About Using a Yoga Ball for Back Pain

About Using a Yoga Ball for Back Pain
Photo Credit Image by Flickr.com, courtesy of majortk

Many fitness gadgets have come and gone over the years, but one that has endured is the yoga ball. Yoga balls, also known as stability balls or physio balls, have been a staple in physical therapy for a long time and have become popular choices of equipment for personal trainers. Walk into any gym and you're bound to see them being used in a variety of classes ranging from Pilates to core conditioning and even cardio. The benefits of exercising with a yoga ball are too numerous to ignore. One of the most recognized benefits is a reduction in back pain.

Function

A yoga ball is one of the most versatile pieces of equipment for sufferers of back pain.

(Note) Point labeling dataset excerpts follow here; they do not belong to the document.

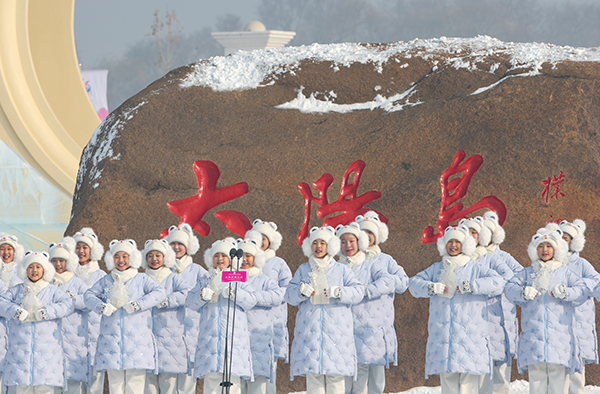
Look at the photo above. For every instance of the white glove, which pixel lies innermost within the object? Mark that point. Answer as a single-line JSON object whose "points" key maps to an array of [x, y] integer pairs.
{"points": [[206, 294], [107, 309], [529, 293], [306, 290], [559, 291], [333, 292]]}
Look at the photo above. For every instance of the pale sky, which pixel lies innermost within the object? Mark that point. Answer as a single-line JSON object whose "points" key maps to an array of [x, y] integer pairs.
{"points": [[108, 27]]}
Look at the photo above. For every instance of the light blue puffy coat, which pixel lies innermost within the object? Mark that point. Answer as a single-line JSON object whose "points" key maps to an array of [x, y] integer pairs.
{"points": [[324, 334], [277, 269], [35, 354], [261, 321], [126, 340], [585, 314], [548, 323], [210, 349], [74, 332], [169, 327], [458, 327]]}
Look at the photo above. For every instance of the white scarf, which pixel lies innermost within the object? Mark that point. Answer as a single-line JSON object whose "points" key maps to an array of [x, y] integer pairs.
{"points": [[160, 274], [448, 276]]}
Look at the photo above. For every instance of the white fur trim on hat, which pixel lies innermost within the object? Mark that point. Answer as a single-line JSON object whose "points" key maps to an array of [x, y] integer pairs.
{"points": [[184, 234], [576, 230], [222, 246], [36, 257], [13, 241], [269, 230], [327, 234], [354, 229], [64, 249], [162, 246], [371, 222], [128, 246], [477, 224], [552, 235], [461, 234], [89, 237]]}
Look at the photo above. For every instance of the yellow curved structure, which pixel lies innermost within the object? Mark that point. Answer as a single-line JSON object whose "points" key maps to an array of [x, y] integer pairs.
{"points": [[45, 113]]}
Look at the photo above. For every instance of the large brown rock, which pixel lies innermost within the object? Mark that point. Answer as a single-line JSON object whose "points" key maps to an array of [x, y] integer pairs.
{"points": [[528, 127]]}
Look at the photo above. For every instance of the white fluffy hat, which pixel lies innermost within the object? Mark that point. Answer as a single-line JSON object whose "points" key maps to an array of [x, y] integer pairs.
{"points": [[477, 224], [184, 234], [327, 234], [553, 235], [13, 241], [371, 222], [222, 246], [269, 230], [64, 249], [459, 233], [89, 237], [162, 246], [36, 257], [128, 246], [354, 229], [576, 230]]}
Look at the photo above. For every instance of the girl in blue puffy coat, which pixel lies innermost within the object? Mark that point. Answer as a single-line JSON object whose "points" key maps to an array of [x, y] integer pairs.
{"points": [[34, 309], [324, 290], [547, 292], [373, 330], [168, 318], [126, 346], [458, 289]]}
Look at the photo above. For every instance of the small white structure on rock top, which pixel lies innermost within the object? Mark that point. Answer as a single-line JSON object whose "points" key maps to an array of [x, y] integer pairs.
{"points": [[254, 36]]}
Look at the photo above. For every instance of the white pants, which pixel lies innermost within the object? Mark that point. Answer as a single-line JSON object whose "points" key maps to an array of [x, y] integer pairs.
{"points": [[163, 383], [576, 382], [500, 381], [459, 383], [129, 381], [212, 384], [325, 384], [545, 378]]}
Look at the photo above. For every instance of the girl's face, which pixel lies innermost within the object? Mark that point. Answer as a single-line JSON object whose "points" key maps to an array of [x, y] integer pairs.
{"points": [[83, 252], [247, 261], [7, 253], [60, 265], [35, 272], [121, 261], [349, 244], [319, 248], [179, 249], [454, 247], [155, 259], [545, 251], [221, 261]]}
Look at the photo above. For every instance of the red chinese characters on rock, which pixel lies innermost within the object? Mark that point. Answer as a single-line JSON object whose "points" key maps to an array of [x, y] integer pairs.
{"points": [[348, 203], [455, 189], [192, 209]]}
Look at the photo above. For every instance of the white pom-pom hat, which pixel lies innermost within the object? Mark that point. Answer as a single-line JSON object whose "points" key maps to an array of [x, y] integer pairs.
{"points": [[159, 245], [459, 233], [89, 237], [269, 230], [576, 230], [13, 241], [354, 229], [371, 222], [327, 234], [184, 234], [64, 249], [36, 257], [128, 246]]}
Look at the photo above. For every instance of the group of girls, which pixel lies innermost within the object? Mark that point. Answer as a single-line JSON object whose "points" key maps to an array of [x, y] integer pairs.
{"points": [[473, 330]]}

Many of the exercises designed for the yoga ball encourage fluidity of movement and strengthen and loosen muscles that support the spine. Back pain is very often a result of weak core muscles. The yoga ball is effective is treating back pain because it helps strengthen core muscles that stabilize the spine.

Benefits

Because of the instability a yoga ball creates, the abdominal and back muscles have to work harder to maintain balance and they gradually become stronger. Because using the ball enhances balance and coordination of core muscles, flexibility and range of motion improve and proper posture develops.

Size

Yoga balls come in a variety of sizes; according to the American College of Sports Medicine, you should choose a ball size that allows you to sit on it with erect posture with your hips and knees at 90 degrees.

Exercises

Here are two simple exercises to get you started on the road to a pain-free back:
1. Front and back pelvic tilts. Sitting on the ball with your feet firmly planted on the floor, scoop your tailbone forward and then back. Maintaining a steady breath with your core engaged. Complete 10 to 15 reps.
2. Hip circles. Sitting on the ball with your feet firmly planted on the floor, slowly make clockwise circles with your hips. Complete 10 to 15 reps, then change directions.

Disclaimer

Always consult with your health care provider before starting any exercise program.